All the news that was fit to print was fit to print in those newspapers. I would be able to fold my entire entertainment world into my back pocket on my way to school or downtown Brooklyn to meet my mother at the dentist on her lunch hour during the summers. Who were the Knicks going to draft? Why did Bill Parcells chew out Jeff Hostetler? Was Mark Messier and the Rangers actually going to win it all this year? Those questions and many more were all answered everyday in my local paper by reporters I felt I knew. That personal connection cannot possibly be made today with as many websites and blogs readily available via the world wide web. 

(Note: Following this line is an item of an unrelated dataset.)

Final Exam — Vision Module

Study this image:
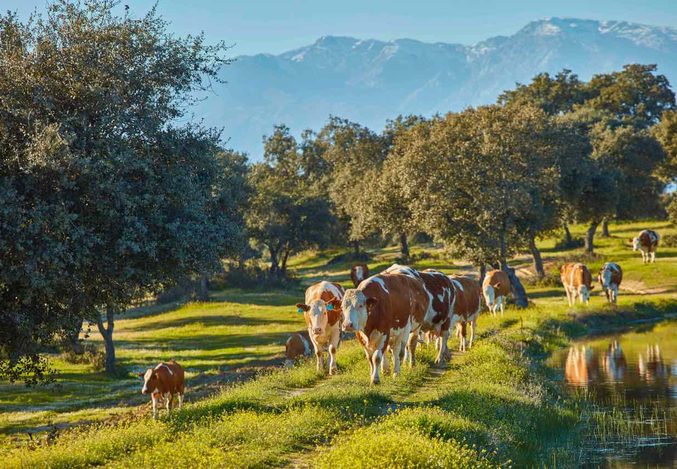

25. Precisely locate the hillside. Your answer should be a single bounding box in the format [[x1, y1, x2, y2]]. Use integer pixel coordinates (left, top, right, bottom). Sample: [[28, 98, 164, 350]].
[[2, 220, 677, 467], [202, 17, 677, 157]]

Don’t get me wrong, I am a columnist for this website and appreciate the wide net cast by the internet’s powers but watching newspapers shrink (The Times-Picaune in New Orleans for example) or in some cases die (at least in their print forms like the Seattle Post-intelligencer) due to the lose of ad revenue and the emergence of social media has been very hard. Some of my favorite columnist-Jason Whitlock, Terence Moore, Jay Mariotti, Chris Broussard and Michael Wilbon to name a few-have moved on to ply their trades on television and on the web.

More power to them but I still feel a sense of pride and exhilaration from sending in a game story from Phillips Arena on a Saturday night or from meeting my deadline while at a south Georgia high school football stadium continuously stunned by how large the crowds are for school boy sports. The work I did and continue to do for The Atlanta Daily World and The Clayton News Daily are available online like everything else in this world seems to be but when it appears in those black and white pages it still feels special to me. 

When life becomes a bit overwhelming with all of the entertainment options at arms reach I like to kick back with my local paper and quick trip with an old friend. Sometimes it’s really as simple as that.